You create a new mail folder and you get an error; you try to create it again and it tells you that it already exists, but can’t be shown.  I haven’t figured out what’s happening here, but I do know that the IMAP server creates the folder, and sets the subscribed FLAG (and that other email clients have no problem with the folder); but for some reason Windows Mail refuses to show it (and will continue to refuse to show it even if you delete the account and recreate it).

The only work around to this I’ve found is creating a folder with a single character in it’s name, and renaming it to what you want (that seems to always work — but if you recreate the account you might find that some folders aren’t listed any longer).
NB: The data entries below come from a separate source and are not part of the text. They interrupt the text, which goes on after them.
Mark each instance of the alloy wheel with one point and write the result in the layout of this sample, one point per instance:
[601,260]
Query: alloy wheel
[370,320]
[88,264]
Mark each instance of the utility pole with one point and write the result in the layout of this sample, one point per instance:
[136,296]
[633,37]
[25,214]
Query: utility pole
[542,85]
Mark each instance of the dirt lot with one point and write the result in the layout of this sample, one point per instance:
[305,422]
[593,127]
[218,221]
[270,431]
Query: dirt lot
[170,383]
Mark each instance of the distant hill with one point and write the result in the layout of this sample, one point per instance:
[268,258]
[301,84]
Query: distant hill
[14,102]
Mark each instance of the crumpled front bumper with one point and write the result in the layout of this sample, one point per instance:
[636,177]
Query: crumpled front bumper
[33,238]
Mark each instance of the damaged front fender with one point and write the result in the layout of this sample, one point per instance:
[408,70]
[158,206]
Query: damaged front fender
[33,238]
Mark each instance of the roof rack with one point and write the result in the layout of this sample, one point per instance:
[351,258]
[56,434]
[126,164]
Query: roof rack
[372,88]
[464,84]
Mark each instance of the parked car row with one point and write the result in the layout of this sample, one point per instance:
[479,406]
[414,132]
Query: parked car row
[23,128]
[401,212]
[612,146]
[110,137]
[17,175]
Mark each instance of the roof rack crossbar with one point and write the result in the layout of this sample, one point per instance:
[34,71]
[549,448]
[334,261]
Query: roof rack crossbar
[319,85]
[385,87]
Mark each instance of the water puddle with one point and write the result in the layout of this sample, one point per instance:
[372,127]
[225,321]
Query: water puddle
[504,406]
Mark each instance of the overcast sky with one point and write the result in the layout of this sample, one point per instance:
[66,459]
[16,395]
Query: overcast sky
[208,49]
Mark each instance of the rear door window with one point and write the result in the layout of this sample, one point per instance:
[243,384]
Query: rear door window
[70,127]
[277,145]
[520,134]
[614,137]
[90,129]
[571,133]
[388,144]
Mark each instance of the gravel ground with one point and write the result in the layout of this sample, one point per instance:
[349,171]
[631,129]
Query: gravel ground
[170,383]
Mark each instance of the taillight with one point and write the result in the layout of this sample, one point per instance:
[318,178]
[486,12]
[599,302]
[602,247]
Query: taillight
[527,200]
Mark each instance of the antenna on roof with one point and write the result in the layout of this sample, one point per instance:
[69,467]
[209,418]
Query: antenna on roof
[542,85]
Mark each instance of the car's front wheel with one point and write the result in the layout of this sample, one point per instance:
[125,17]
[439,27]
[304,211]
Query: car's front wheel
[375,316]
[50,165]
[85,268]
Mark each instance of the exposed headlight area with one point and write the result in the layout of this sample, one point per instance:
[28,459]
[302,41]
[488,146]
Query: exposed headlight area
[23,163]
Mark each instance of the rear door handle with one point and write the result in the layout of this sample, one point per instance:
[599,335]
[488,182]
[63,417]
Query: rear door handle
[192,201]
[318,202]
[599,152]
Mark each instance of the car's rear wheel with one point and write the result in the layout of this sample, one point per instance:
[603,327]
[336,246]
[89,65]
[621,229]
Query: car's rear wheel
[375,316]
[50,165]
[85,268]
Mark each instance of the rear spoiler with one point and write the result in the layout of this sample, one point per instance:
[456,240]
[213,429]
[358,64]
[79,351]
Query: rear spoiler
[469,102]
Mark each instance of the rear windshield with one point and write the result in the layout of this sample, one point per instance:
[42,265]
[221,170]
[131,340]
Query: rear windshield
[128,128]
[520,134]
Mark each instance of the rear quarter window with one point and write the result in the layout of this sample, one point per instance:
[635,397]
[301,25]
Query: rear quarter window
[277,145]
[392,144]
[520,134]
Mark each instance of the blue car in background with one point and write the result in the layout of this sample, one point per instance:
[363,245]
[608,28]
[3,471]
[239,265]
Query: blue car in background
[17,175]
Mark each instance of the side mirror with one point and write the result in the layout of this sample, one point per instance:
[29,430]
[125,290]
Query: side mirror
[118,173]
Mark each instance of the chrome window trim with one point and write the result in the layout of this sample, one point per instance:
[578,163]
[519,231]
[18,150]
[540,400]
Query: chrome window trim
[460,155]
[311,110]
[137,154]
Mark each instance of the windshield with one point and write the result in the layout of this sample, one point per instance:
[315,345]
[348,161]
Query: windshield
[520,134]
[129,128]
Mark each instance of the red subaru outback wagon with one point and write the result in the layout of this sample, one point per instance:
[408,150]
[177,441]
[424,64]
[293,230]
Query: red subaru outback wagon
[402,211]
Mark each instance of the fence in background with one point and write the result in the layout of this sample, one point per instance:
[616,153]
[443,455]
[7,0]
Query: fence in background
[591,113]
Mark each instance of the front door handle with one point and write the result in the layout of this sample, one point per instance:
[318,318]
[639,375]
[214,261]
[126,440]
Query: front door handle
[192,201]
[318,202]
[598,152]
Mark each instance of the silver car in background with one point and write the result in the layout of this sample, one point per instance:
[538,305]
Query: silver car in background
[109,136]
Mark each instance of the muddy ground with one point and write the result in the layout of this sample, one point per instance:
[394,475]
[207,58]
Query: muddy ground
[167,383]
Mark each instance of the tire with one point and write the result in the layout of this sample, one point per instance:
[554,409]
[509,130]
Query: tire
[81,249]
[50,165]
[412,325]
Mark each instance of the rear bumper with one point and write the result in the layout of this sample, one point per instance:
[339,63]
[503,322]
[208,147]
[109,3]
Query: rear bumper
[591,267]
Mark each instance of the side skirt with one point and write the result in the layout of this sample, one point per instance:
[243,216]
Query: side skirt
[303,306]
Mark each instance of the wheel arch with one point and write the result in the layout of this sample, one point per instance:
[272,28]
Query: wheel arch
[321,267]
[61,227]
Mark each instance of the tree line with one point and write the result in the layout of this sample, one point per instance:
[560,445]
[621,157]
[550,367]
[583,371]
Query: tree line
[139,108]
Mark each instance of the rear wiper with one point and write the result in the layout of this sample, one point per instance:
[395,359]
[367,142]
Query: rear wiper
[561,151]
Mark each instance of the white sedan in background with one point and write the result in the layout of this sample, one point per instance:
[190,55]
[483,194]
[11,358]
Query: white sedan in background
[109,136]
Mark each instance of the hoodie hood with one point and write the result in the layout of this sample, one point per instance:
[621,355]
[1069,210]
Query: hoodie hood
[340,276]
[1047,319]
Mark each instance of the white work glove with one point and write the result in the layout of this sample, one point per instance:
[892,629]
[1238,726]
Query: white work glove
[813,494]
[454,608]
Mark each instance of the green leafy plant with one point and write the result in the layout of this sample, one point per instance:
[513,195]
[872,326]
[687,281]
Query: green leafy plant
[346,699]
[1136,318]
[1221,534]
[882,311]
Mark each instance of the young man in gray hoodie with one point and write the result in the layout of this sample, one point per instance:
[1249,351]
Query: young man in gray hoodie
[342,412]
The other thing I’ve found that Microsoft hasn’t fixed is cleaning up the local message store (I have no clue what they do when the compact the database, but it doesn’t seem to really achieve the desired goal).  What I do here is I export my accounts, remove the accounts, shut down Windows Mail, then delete the left over message store.  Start up Windows Mail, import the accounts, and then let it re-download the information from the server.  This works well for me, since most of my messages are on a local server (for archival); and I don’t keep much on remote servers (so it really doesn’t take that long), and it keeps the size of the local cache down to something manageable (you will really notice what a poor job Microsoft does on cleaning up the local IMAP store when you defragment your disk with a tool that shows you what is going on).

To find your local data stores, you can use any of the following paths:

  • %USERPROFILE%\AppData\Local\Microsoft\Windows Mail
  • C:\Users\%USERNAME%\AppData\Local\Microsoft\Windows Mail
  • %LOCALAPPDATA%\Microsoft\Windows Mail

 The folder for the IMAP store should match the display name (well — it may be what Windows Mail originally chose for you, but the first time you do an export / import you will get the name you chose — and that’s a good reason to do this once right after creating the account).

__________

If you want to know my opinion on which email program from Microsoft is the “best” — well hands down it’s Entourage.  Why they don’t use that as a model to build an email program for Windows is beyond me — and why they don’t use common code for all their email programs and actually fix the bugs they have rather than continuing to change the name and look is also beyond me.

I would say you’re better off using Mozilla Thunderbird, but it still crashes with an IMAP store as large as mine.

I guess I could just start using my Mac for all my email.  But seriously, if you know of good options I’d love to hear from you.

Originally posted 2009-02-09 01:00:35.